My lack of interest in writing can mean one of two things; I’m content and do not feel the need, or I’m suppressing.
I believe it’s the former, and personal history will back up the decades I was too busy, tired, or happy to write.
Yet, not writing, from the point of view of a discipline, distresses my psyche.
I know there are ‘shoulds‘ here:
A writer should write
If I care about my blog and followers I should be posting
I should have something of worth to say
And yet, without the voice in my head telling me what I should want, I do not want to write. Not on a continual, scheduled basis.
There are areas of my life in flux and said flux causes anxiety. I am a magical thinker, and a positive thinker. When life drops uncertainty on to the grey matter of my brain (which it inevitably does), it’s like nerve endings in electric sockets. Shocking, annoying, provoking, jolting, uncomfortable. I like to believe I have answers, I like to believe I’m in control.
No, wake up call.
Yesterday – with a wind and rain storm keeping me dutifully inside – I am given continual reminders about staying exactly where I am in time, in the present.
Reminder Number One: I am on the phone with a friend of 40+ years and we are discussing transitions that we are facing. We discuss happiness, pain, stories that have endured as long as we have, how to let go, how (or if) we can forgive. The end result we reach is that staying in the present – not the past that is gone or the future that hasn’t happened yet – helps our anxiety subside.
Reminder Number Two: Facebook sends me a blog post that I’d written in March of 2014. Of course I can no longer locate it so I cannot insert a link, but it was all about what we had been discussing. There is nothing new about this conversation or its component parts, Aristotle, too, wondered.

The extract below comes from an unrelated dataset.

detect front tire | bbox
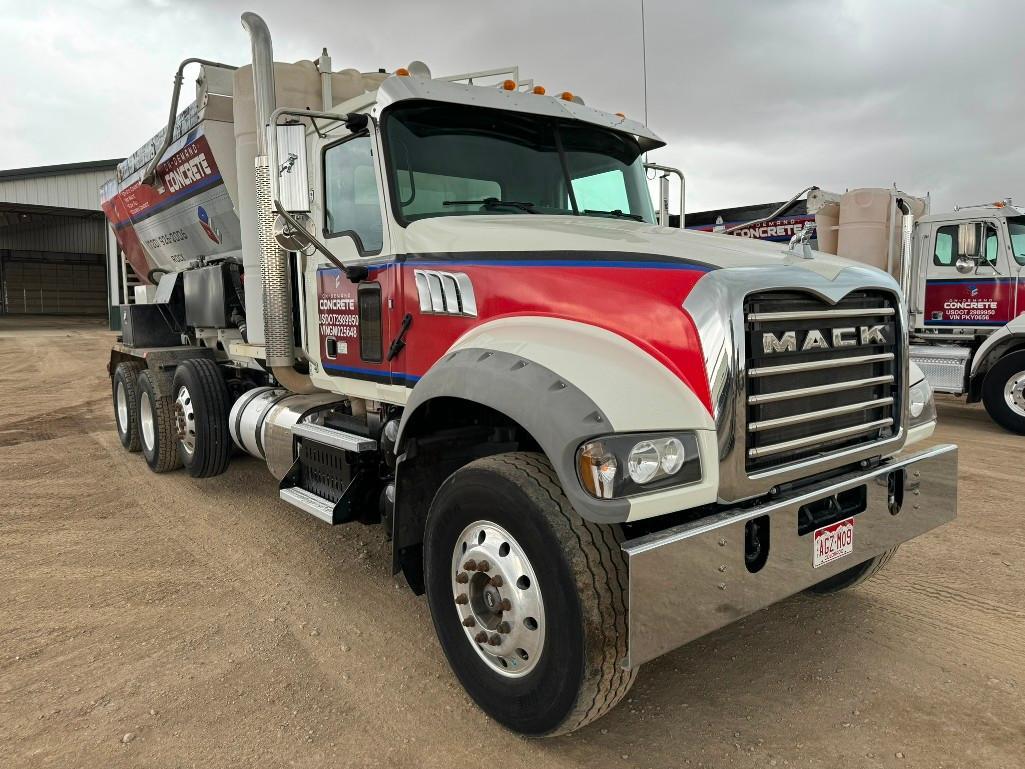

Reminder Number Three: I pick up a magazine that I’d gotten halfway through and turn to an article by Miuccia Prada. “Crises are always positive because they force you to think,” says Miuccia Prada, reflecting on Italy’s political and economic woes. “You redesign reality. When everything is going well, people get lazy!” Yep.
Reminder Number Four: I turn on the television and for three minutes I watch ‘The Talk’. In those few minutes someone says, “God bless the broken road, because that’s how we grow. When things aren’t going as we want, the universe isn’t giving us a hard time – no – it’s giving us a heads up to change the thoughts and decisions that got us to this point in the first place so that we can move on.” Hello, world.
Reminder Number Five: I am reading a book titled, the untethered soul, the journey beyond yourself by Michael Singer. It speaks to me on so many levels that by the time I finished the first chapter I vowed to read it again and again. It is about consciousness, and that voice in our heads that never shuts up. It is about staying open, not closing off, even when something that we perceive as bad is happening. Relax and release, he says.
Reminder Number Five: My youngest son drops by to have dinner before heading out to a weekend bachelor party. We eat and laugh and remain squarely in each moment. Not only is it exactly where I want to be, but it is exactly what it is; son and mom enjoying time together. I am acutely aware that all present realities are not sunny, but they are all we have. So my lesson is to remain in them, no matter what my judgments of them are, because they too will pass.